Let $\alpha,\beta,\gamma$ measures of angles of opposite to the sides of triangle with measures $a,b,c$ respectively.Prove that $$2(cos^2\alpha+cos^2\beta+cos^2\gamma)\geq \frac{a^2}{b^2+c^2}+\frac{b^2}{a^2+c^2}+\frac{c^2}{a^2+b^2}$$

Let $N,K,L$ be points on $AB,BC,CA$ such that $CN$ bisector of angle $\angle ACB$ and $AL=BK$.Let $BL\cap AK=P$.If $I,J$ be incenters of triangles $\triangle BPK$ and $\triangle ALP$ and $IJ\cap CN=Q$ prove that $IQ=JP$

Prove that there exist infinitely pairs $(m,n)$ such that $m+n$ divides $(m!)^n+(n!)^m+1$

Crocodile chooses $1$ x $4$ tile from $2018$ x $2018$ square.The bear has tilometer that checks $3$x$3$ square of $2018$ x $2018$ is there any of choosen cells by crocodile.Tilometer says "YES" if there is at least one choosen cell among checked $3$ x $3$ square.For what is the smallest number of such questions the Bear can certainly get an affirmative answer?

Find all real numbers $a$ such that there exist $f:\mathbb{R} \to \mathbb{R}$ with $$f(x-f(y))=f(x)+a[y]$$for all $x,y\in \mathbb{R}$

In a circle with a radius $R$ a convex hexagon is inscribed.
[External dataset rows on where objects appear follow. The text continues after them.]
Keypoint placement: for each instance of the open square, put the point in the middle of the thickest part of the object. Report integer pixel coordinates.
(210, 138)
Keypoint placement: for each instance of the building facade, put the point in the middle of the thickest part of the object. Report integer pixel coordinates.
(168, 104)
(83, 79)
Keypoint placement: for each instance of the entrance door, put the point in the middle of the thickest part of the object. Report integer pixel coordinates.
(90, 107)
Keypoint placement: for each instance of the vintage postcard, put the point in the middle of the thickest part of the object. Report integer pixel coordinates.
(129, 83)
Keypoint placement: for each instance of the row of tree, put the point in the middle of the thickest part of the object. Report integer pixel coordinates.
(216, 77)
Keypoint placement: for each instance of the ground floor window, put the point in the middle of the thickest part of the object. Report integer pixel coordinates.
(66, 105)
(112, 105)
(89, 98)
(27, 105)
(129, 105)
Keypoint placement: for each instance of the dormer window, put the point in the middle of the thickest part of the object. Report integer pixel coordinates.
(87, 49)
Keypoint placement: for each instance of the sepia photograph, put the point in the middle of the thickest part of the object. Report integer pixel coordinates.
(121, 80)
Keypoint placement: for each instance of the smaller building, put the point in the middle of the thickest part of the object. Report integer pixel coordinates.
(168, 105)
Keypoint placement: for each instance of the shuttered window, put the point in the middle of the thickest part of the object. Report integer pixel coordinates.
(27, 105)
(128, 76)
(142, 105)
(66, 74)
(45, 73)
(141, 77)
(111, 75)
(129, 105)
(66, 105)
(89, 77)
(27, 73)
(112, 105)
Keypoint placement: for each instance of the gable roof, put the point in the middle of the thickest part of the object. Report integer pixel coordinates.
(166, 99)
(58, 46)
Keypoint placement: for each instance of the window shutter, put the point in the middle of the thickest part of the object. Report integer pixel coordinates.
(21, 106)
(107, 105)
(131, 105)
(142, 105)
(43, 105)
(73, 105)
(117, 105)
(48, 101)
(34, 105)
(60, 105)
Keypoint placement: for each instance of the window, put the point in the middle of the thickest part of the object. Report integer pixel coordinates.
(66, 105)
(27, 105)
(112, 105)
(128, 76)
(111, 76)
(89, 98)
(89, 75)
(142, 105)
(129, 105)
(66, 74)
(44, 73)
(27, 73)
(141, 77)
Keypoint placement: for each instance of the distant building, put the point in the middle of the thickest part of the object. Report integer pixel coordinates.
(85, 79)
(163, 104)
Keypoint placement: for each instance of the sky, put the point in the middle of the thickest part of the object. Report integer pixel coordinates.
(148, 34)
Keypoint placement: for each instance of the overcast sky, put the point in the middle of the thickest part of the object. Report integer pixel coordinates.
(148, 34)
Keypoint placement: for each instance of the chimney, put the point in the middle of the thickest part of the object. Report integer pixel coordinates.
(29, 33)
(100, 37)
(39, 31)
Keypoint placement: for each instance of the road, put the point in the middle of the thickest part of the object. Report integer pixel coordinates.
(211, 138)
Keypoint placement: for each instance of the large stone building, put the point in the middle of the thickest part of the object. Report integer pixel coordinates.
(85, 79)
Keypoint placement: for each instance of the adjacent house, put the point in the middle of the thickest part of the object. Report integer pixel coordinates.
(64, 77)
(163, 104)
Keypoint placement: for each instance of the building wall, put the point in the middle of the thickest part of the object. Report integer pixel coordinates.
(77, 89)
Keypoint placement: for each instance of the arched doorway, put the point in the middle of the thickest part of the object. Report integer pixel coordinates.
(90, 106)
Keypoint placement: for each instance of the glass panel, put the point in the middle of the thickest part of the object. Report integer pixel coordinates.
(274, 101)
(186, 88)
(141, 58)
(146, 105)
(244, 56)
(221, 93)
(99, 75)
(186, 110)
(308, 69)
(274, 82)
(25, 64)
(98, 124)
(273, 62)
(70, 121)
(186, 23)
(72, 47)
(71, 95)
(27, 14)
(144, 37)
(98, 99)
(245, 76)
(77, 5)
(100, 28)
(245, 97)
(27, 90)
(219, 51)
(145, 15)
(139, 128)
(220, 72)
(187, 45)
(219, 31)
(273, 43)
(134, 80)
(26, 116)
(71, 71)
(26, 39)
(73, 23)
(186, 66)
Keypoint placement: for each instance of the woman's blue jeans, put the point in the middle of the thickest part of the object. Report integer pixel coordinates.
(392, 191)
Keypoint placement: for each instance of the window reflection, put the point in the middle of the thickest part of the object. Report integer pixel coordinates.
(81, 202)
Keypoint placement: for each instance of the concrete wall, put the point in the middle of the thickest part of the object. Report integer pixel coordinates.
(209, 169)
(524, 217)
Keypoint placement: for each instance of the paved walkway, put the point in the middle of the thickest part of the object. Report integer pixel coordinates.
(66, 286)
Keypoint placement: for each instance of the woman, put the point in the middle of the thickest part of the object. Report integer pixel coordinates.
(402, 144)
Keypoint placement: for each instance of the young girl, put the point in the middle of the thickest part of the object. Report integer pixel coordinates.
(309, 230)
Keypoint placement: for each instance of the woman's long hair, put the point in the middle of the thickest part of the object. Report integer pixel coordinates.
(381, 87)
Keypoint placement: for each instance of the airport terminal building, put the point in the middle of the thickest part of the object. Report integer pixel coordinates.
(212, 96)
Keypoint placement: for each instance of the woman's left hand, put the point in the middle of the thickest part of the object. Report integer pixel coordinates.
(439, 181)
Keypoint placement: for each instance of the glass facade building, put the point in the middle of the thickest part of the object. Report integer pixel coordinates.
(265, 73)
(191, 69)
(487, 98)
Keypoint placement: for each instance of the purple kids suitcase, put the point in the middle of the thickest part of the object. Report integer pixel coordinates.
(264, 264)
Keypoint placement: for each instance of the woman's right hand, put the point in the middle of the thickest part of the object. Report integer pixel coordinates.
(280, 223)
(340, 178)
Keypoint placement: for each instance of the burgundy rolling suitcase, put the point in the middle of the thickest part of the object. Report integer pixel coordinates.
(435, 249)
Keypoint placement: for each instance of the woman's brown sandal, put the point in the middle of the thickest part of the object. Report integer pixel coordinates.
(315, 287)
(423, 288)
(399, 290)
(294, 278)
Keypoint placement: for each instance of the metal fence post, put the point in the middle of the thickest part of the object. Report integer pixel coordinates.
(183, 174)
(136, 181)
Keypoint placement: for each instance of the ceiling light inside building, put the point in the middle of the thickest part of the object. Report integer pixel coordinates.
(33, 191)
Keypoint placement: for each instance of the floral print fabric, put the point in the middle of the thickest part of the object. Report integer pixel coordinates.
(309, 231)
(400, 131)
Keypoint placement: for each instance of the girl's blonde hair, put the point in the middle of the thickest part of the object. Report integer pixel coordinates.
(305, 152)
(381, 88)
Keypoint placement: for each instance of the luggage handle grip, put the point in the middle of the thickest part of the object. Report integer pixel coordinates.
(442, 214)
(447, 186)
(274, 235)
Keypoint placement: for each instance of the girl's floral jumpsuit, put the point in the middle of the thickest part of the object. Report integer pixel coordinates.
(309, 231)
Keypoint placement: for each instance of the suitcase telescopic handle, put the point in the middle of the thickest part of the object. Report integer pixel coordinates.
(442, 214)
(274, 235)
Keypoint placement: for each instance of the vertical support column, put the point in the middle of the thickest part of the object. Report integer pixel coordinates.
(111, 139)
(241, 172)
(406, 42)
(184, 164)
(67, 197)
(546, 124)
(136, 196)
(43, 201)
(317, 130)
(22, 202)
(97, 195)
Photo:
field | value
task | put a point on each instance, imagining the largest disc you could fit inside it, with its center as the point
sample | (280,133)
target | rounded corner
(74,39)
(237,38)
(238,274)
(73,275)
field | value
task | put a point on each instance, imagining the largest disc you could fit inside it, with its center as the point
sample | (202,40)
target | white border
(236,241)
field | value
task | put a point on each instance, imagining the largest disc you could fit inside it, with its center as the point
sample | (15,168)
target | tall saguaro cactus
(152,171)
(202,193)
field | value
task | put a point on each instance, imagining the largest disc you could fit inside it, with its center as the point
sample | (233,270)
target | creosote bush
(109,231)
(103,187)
The diagonals $AD$ and $BE$,$BE$ and $CF$,$CF$ and $AD$ of the hexagon intersect at the points $M$,$N$ and$K$, respectively. Let $r_1,r_2,r_3,r_4,r_5,r_6$ be the radii of circles inscribed in triangles $ ABM,BCN,CDK,DEM,EFN,AFK$ respectively. Prove that.$$r_1+r_2+r_3+r_4+r_5+r_6\leq R\sqrt{3}$$.